Volume 4 Supplement 2
Malignancies in HIV infected children at a tertiary cancer hospital in India
© Dhir et al; licensee BioMed Central Ltd. 2009
Published: 17 June 2009
To study the spectrum of malignancies in human immunodeficiency virus (HIV)-infected children and the clinical outcome of patients with these tumors.
An observational study was done of pediatric patients diagnosed with cancer and who were HIV-infected at the Tata Memorial Cancer Hospital, a tertiary referral cancer centre in Mumbai, India. The study period was 2001 to 2007. Data regarding demographic profiles, types of cancers, stage of cancer, treatment and outcome, immune status was analyzed. We used gender and age-specific proportions of pediatric cancer which were recorded in the Tata Hospital cancer registry in 2002 to estimate an expected number of pediatric cancers among HIV positive pediatric cancer patients during the 2001 to 2007. The proportional incidence ratio (PIR) was calculated.
The hospital diagnosed 475 patients including adults and children with HIV and cancer between 2001 and 2007. Among them there were 11 children with HIV infection and cancer. All children except one were male. The median age was 7 years (range 4 to 12 years). All patients were HIV-infected by vertical transmission. Malignancy was the presenting illness in four (36.3%) patients, after which the parents were diagnosed to be HIV-positive. All patients were HBsAg and HCV negative. CD4 counts were done in seven patients and the CD4 percentage was less than 14 percent in two patients. None of the children received HAART prior to being diagnosed with cancer. Four patients were started on concomitant chemotherapy and HAART. Nine patients (81.8%) had Non-Hodgkin's lymphoma (NHL); there was one case (9%) of B-ALL (acute lymphatic leukemia) and one case (9%) of Hodgkin's disease. Among the NHL patients the histology included four cases of diffuse large B-cell lymphoma (DLBCL), two cases of plasmablastic and two cases of Burkitt's lymphoma, and one case of high grade lymphoma. One-third (33.33%) of the patients had extra nodal disease and 66.66% of patients had advanced disease (stage III and IV). The PIR for NHL in male children was 9.71 (95% CI 4.19–19.13). Out of the 11 patients, seven (63.6%) received cancer directed treatment. Three patients received chemotherapy and radiotherapy and four patients received only chemotherapy.

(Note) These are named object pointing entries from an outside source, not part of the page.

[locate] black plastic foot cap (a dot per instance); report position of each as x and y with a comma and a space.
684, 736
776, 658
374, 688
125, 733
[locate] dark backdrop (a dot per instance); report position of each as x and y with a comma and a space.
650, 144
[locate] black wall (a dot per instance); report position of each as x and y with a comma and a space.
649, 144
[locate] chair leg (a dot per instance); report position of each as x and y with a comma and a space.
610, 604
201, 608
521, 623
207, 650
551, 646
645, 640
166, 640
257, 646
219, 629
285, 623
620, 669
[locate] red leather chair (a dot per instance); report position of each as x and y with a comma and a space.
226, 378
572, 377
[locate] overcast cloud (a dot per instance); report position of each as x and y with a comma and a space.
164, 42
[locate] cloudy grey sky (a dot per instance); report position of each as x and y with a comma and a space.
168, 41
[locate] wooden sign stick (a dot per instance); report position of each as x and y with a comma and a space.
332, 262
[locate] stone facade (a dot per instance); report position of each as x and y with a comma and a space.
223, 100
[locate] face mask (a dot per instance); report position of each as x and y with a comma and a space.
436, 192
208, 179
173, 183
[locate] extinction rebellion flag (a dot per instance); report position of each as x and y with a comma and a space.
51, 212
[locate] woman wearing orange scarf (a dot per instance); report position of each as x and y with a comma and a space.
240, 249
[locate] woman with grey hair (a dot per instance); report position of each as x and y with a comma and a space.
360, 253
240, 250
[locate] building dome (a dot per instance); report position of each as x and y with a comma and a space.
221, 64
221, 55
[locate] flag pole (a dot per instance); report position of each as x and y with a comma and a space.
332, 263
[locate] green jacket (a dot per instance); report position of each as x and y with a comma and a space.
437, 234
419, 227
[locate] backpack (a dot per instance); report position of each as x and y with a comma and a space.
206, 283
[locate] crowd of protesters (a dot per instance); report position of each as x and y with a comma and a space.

One patient received prophylactic GCSF throughout chemotherapy and three received only with some cycles of CT after development of neutropenia. Adverse events included febrile neutropenia (71.4%), candidiasis (42.8%), diarrhea (42.8%), otitis (28.5%), CMV entero-colitis (28.5%), varicella (14.2%), pulmonary tuberculosis (14.2%), mucositis (71.4%), and hemorrhagic cystitis (28.5%). Of the seven patients who received treatment, two (28.5%) showed complete response, three (42.8%) had progressive disease, one (14.2%) was lost to follow up and one patient (14.2%) is currently on therapy. Of the 11 patients, five expired: four patients died to disease progression and one patient died of infectious complication. The overall survival was 22.2 percent at 1 year.
NHL is the most common cancer among HIV-infected children and the PIR was significantly increased. Cancer may be the presenting AIDS-defining illness in HIV-infected children. Malignancies in children present at an advanced stage and have a poor prognosis. Significant immune suppression was not commonly seen. Association of HIV with cancers among children must be kept in mind by pediatricians especially in NHL. There should be a high index of suspicion for cancers among HIV-infected children.
This article is published under license to BioMed Central Ltd.